Maps: Outdoor Leisure 17 Snowdon and Outdoor Leisure 18 Harlech & Bala.
|Day 1||The Nantlle Ridge||7 miles / 3480 feet (11.3km / 1060m)|
|Day 2||Cwm Pennant & Llyn Cwmystradllyn||10 miles / 1600 feet (16.1km / 487m)|
|Day 3||Bryn Banog & The Hebog Ridge||7 miles / 2370 feet (11.3km / 722m)|
A backpack of Cwm Pennant with a full traverse of the Nantlle Ridge and returning by the Hebog Ridge.
From the S car park a well marked path leads W to the road corner and a track takes over SW to a ladder stile and the start of the climb to Y Garn. The excellent ridge route needs little elaboration except perhaps that the daunting buttress at the base of Craig Cwm Silyn is circumvented by a path around its R side. The line of 2000' summits terminates at Garnedd-goch, and many don't include this, ending the ridge walk at Craig Cwm Silyn. This route continues the whole length of the ridge to the last top Mynydd Graig Goch.
From Garnedd-goch, a thin path follows the wall SW then turns L contouring the slopes. After a while we left it and aimed S for the wall corner at Bwlch Cwmdulyn (510489) where we planned to collect water from the deeply incised ravine just beyond. However the ravine was bone dry and grassy at the top, and we descended W for a considerable distance before we picked up the sound of a stream flowing under large boulders, which emerged at a tiny fall a little lower down. Climbing back up we proceeded W over pathless but easy grass to the bouldery summit of Mynydd Graig Goch. Descending back E we pitched just below the edge of the rough rocks.
Continuing E to a wall, we joined the footpath that descends with the wall SSW to its end and continues over pathless but mostly easy terrain to some obvious sheepfolds at a cross wall (502455). Just before the wall a footpath follows a sketchy track E through an attractively quiet and wild area reminiscent of mid-Wales, where rocky heathery outcrops preside over colourful expanses of marsh grasses.

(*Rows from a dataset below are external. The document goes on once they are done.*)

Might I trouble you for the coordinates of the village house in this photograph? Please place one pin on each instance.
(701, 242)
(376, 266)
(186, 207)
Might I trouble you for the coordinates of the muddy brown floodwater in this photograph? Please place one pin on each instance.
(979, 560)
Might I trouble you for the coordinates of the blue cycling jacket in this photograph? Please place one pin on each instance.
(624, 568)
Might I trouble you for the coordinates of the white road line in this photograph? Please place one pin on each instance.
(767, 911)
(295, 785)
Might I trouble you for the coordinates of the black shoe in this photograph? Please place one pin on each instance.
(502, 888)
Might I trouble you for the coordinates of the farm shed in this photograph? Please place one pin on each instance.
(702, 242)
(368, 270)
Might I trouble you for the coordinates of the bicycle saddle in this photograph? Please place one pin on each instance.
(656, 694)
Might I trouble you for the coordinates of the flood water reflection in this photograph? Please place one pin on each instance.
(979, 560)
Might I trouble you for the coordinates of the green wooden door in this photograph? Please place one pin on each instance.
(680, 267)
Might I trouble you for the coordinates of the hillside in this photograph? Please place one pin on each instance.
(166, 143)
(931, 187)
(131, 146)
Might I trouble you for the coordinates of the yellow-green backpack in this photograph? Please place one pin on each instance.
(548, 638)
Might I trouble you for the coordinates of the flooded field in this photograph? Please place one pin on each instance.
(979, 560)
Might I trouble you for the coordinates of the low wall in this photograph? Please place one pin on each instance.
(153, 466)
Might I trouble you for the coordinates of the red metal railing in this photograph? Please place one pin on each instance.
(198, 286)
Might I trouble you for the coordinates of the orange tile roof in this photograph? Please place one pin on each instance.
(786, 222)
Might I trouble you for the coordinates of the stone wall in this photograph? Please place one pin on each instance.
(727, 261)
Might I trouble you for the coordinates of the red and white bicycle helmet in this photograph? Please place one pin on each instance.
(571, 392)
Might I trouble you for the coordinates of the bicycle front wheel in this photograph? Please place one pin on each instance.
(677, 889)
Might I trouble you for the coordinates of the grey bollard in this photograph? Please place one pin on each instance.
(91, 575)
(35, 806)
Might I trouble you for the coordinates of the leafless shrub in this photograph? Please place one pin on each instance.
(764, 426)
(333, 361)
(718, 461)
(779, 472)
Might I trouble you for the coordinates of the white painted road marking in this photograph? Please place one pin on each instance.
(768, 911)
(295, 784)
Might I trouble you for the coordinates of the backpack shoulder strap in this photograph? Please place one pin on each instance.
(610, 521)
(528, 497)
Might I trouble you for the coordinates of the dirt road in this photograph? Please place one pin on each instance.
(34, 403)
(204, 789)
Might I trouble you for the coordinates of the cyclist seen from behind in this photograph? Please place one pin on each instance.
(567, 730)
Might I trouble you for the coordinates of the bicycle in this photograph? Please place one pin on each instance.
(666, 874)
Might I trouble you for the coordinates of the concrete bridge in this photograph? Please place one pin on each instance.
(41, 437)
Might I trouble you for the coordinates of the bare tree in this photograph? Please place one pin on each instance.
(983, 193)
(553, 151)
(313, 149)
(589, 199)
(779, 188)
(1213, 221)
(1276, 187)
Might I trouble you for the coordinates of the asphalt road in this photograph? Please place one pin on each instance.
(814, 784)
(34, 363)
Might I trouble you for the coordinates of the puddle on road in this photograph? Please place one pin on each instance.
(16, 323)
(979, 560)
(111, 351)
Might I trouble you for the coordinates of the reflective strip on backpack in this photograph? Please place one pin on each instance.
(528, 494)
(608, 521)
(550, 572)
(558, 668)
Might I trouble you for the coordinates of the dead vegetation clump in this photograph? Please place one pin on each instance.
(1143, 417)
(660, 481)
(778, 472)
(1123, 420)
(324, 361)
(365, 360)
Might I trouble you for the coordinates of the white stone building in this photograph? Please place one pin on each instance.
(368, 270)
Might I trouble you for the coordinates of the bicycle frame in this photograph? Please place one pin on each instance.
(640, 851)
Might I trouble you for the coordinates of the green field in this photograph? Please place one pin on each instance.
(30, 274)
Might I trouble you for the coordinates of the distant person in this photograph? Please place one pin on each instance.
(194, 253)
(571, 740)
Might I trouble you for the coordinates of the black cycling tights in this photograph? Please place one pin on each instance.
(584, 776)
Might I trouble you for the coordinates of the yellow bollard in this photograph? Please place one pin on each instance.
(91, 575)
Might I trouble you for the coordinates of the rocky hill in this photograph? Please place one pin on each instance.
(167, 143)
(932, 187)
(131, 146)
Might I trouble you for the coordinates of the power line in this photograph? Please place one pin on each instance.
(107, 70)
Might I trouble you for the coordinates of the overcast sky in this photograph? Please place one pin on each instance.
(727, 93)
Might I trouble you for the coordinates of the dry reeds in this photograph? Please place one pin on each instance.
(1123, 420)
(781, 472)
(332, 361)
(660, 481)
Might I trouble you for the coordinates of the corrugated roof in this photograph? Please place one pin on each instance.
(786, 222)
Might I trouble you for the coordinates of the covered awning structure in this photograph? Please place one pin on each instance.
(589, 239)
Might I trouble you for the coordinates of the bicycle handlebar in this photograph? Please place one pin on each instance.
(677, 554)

The navigation needs care though, there are rogue fragments of track that branch away and just after crossing a ladder stile by a small rocky tor, the correct path veers L through a gate (507455) and heads ENE to a footbridge at 513457. Another head-scratching point is reached around 516458. We can't remember the line we followed but we ended correctly at the surfaced track that descends from the old quarry at 524462 to the valley road.
Turning R we followed the lanes to the footpath at 534454 where we climbed E on the R of the stream to the dismantled railway - or at least we thought it was - it was a surfaced track. We intended to follow this to the lane approaching Llyn Cwmystradllyn, but the track must have been much more prominent than the old railway and it terminated abruptly at a ruin. Heading roughly SE and climbing a wall or two we arrived at the phone box on the lane well to the S. Walking N past an old slate mill, we passed the signed point where the old railway emerged onto the lane. Arriving at the lake we took the lakeside footpath to the NE end, collecting water at one of the inflow streams, and continued to the foot of the old quarry. The footpath then climbs R to the S ridge of Bryn Banog where a shallow depression by a wall made a good sheltered pitch with Moel Ddu across the bwlch.
A steep pull N brought us to the top of Bryn Banog. At the N end of the ridge, a thin path descends into Cwm Cyd and threads its way across the hummocky terrain to a tarn at the foot of a wide grassy breach in the E slopes of Moel Hebog. Though steep, this is not nearly as daunting as it looks from Bryn Banog and the top is reached quicker than expected. Following the Hebog ridge NW, we descended on a good path that starts at the NW end of the summit area of Moel Lefn.
Keeping track of exact position is not easy hereabouts as the path snakes down the slopes but it eventually arrives at a fence and quarry chasm at the edge of the forest. Crossing a sort of stile it continues downhill as a slaty surfaced path following the edge of the forest, then contours around Y Gyrn to join the main path by more quarry workings. This heads NE through the forest and past an attractive cascade to descend directly to the track and road corner at Rhyd-Ddu.